To my mind
AN OBSESSION with race and gender is still evident in several spheres of civil society. But at least we’re seeing flickers of realism here and there.
There were attempts recently, from within and without, by those obsessed with race and gender to tamper with the integrity of South Africa’s judiciary.
From within, it was evident in several unpleasant incidents involving raceobsessed Cape Judge President John Hlophe. In the most recent case he was accused of trying to influence the Constitutional Court in the Jacob Zuma case. That he succeeded in (for the time being) squirming out of being tried in court by objecting because court proceedings went ahead in his absence – after he was reportedly too ill to attend – ironically scored points for the legal system.
Much more worrying than the antics of Hlophe, who was suddenly struck down by illness, are the claims from outside the judiciary by new Justice Minister Jeff Radebe, who when Minister of Transport became more renowned for his verbosity than for his actions. He now has much to say about candidates being considered for four posts in the Appeal Court. According to a statement by the Judicial Services Commission, Radebe said he needed time for “the enhancement of the independence of the judiciary and the vital question of the transformation of the judiciary in terms of the Constitution with regard to race and gender representation”.
It’s astounding the man misses the irony of the matter. His intervention in the selection process – the commission had to postpone planned interviews with Judges Ronnie Bosielo (from Gauteng), Erich Leach (from the Eastern Cape) and Bennie Griesel (from the Cape division) – is precisely a threat to the independence of the judiciary.
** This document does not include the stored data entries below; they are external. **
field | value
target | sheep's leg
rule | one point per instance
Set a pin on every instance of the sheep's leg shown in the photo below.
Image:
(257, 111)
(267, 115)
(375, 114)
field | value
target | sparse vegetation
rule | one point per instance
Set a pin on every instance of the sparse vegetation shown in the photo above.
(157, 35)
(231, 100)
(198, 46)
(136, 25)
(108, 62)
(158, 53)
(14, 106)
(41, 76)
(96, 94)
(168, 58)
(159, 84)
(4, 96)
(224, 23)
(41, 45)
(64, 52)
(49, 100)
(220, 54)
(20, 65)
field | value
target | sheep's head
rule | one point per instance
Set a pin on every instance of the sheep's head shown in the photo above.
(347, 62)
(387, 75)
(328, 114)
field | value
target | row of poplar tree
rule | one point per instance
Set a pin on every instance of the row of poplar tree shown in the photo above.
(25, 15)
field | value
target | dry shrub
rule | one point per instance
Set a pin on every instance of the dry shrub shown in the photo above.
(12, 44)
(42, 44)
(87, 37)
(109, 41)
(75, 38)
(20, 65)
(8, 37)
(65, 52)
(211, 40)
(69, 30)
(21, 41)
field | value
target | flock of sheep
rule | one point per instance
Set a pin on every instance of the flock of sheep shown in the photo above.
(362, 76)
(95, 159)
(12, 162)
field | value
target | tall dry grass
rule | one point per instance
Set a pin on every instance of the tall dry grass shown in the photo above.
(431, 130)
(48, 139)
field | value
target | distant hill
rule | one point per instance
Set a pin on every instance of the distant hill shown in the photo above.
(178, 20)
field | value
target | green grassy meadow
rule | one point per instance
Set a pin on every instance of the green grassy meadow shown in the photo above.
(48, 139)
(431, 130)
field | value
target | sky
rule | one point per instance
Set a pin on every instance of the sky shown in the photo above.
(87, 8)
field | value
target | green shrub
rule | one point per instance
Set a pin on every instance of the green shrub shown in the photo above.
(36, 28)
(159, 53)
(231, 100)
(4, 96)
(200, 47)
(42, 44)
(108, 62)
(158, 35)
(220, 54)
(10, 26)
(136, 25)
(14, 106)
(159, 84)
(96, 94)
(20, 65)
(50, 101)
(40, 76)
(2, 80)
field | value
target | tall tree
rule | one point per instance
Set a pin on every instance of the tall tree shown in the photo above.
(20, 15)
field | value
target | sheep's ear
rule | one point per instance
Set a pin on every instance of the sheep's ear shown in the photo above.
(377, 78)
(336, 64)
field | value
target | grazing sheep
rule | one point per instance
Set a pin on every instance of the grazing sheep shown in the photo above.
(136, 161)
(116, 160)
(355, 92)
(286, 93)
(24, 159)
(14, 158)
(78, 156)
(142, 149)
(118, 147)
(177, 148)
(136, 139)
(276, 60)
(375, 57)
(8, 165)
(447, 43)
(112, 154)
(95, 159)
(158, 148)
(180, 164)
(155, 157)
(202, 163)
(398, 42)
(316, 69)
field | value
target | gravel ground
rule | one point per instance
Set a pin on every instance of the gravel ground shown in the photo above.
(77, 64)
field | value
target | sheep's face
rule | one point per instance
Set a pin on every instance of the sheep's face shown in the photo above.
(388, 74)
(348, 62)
The honourable minister later indicated he wasn’t that unhappy with the representation of the sexes in the judiciary, but that racial representation required attention. No word about the best man – or woman – for the job.
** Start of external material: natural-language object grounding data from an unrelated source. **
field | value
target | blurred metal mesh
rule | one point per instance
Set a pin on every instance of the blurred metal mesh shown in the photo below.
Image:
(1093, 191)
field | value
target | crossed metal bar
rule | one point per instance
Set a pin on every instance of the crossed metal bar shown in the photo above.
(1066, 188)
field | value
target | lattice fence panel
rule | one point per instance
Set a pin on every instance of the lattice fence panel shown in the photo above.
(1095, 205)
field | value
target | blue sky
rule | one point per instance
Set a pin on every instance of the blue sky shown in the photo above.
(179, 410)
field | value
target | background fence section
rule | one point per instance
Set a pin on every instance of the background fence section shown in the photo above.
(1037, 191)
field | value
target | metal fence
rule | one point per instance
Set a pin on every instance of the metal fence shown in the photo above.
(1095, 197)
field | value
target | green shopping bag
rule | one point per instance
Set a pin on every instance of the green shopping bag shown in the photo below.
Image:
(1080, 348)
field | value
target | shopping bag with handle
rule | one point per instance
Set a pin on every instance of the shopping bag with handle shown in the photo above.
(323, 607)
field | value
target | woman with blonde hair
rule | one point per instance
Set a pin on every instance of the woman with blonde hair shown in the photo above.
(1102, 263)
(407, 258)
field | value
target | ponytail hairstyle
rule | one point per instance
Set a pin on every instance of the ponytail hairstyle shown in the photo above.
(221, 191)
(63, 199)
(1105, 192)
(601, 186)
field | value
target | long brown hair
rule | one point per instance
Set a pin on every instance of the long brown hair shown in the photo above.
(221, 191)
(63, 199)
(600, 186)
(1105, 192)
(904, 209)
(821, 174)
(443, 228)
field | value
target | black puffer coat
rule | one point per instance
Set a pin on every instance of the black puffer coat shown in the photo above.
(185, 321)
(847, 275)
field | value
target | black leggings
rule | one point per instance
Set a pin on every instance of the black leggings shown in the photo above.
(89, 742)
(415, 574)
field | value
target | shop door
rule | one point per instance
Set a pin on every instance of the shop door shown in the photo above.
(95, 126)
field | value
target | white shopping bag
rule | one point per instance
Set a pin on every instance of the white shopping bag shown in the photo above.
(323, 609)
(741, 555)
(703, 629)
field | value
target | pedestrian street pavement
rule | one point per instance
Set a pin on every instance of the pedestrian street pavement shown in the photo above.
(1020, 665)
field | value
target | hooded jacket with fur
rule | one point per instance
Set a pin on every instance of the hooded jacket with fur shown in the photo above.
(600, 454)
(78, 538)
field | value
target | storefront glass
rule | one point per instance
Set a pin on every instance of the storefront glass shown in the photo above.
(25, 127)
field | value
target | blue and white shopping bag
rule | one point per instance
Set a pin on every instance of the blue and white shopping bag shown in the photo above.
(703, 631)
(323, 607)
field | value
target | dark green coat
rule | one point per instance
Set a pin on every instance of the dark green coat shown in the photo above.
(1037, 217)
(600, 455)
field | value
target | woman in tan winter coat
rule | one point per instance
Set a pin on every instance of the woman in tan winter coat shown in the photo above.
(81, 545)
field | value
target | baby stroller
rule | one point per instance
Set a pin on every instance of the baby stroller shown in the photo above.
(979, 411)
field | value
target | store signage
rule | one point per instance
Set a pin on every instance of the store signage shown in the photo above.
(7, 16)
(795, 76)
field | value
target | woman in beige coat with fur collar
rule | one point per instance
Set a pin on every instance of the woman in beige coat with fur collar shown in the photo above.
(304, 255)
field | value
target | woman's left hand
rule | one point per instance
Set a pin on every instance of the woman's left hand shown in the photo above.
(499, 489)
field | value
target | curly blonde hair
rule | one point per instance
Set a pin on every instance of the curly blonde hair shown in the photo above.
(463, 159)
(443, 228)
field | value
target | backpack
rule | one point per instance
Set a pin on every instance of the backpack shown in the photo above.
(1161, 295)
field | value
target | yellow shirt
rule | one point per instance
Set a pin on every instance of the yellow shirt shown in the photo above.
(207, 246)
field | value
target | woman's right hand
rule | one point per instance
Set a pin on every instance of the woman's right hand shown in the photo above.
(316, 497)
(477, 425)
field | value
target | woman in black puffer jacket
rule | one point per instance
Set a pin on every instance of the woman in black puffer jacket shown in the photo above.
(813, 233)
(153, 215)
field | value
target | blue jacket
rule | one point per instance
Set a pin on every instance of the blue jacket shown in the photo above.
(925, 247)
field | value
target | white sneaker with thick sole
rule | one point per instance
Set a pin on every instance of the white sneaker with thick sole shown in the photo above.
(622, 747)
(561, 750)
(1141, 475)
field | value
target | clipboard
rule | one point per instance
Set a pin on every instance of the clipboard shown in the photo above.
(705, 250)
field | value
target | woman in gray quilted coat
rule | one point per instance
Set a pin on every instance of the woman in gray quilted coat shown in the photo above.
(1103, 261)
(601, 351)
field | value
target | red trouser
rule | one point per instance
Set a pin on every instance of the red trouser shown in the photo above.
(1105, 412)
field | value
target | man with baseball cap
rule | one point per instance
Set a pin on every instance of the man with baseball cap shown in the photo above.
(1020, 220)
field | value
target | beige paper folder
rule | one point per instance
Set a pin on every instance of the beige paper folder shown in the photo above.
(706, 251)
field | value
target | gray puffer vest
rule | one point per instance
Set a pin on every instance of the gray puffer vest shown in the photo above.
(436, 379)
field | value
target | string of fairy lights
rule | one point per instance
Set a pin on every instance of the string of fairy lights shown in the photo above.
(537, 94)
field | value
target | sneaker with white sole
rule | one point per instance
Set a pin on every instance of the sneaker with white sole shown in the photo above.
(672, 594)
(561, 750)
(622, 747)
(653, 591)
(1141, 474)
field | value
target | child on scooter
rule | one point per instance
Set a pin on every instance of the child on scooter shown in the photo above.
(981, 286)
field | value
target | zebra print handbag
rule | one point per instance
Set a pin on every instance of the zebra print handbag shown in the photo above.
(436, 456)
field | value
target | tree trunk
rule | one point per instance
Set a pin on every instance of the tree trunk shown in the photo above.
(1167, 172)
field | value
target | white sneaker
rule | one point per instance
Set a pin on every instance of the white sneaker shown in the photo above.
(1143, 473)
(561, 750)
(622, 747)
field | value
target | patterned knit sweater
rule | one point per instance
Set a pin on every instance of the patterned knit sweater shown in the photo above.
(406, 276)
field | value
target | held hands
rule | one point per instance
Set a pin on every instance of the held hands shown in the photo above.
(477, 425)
It’s reassuring that President Jacob Zuma stated a day later in Parliament that he’d act in the best interests of SA when he exercised his powers to appoint judicial officers and that transforming the judiciary wasn’t intended to undermine its independence.
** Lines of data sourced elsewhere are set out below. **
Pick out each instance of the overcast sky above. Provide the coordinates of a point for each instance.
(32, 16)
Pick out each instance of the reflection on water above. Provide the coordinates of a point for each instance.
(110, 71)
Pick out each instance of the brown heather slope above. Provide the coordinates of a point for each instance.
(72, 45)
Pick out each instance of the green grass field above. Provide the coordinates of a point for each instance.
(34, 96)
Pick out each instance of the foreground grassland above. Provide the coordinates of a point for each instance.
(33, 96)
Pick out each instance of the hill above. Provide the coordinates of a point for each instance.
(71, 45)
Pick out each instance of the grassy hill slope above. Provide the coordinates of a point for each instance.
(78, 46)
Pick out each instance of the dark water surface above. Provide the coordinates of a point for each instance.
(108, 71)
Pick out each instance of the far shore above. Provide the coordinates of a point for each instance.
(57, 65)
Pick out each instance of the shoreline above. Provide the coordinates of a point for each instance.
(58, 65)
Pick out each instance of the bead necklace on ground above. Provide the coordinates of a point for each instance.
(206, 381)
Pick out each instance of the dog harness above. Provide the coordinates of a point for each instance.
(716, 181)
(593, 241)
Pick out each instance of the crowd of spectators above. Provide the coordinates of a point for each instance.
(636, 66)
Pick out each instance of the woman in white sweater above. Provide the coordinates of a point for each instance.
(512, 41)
The same kind of obsession with gender and racial equality led to the absurd outburst against Helen Zille in the Western Cape. Under the leadership of Tony Ehrenreich, the ANC is continuing with its ridiculous threats because Zille hasn’t appointed any women to her Western Cape provincial cabinet. Once again, no word about the best woman – or man – for the job.
Just as unrealistic as harping on about racial and gender equality are the demands by Cosatu that the SA Reserve Bank must dump inflation targeting and drastically lower interest rates. Such unrealistic views – plus the attendant threats of disruptive strikes – are clear signs of ignorance and a total disregard for reality. One ray of hope is Gwede Mantashe, who has at least – for the time being – calmed down impetuous Cosatu secretary-general Zwelenzima Vavi and his henchmen.
Equally preposterous was the overhasty decision not only to allow Zimbabweans to enter SA without visas but also to allow them to work here for 90 days. That concession was one of the decisions made by the former disastrous Minister of Home Affairs, Nosiviwe Mapisa-Nqakula, shortly before the election.
Just when it seemed as if former Foreign Affairs Minister Nkosazana DlaminiZuma was exercising better judgement in her new portfolio at Home Affairs and that reality was starting to hit home, she denied having the ruling reviewed.
One can only hope that in many other spheres, such as the workings of monetary and fiscal policy and the need for a truly independent judiciary, reality will indeed finally triumph over narrow ideological ideals with potentially destructive consequences for SA’s democracy.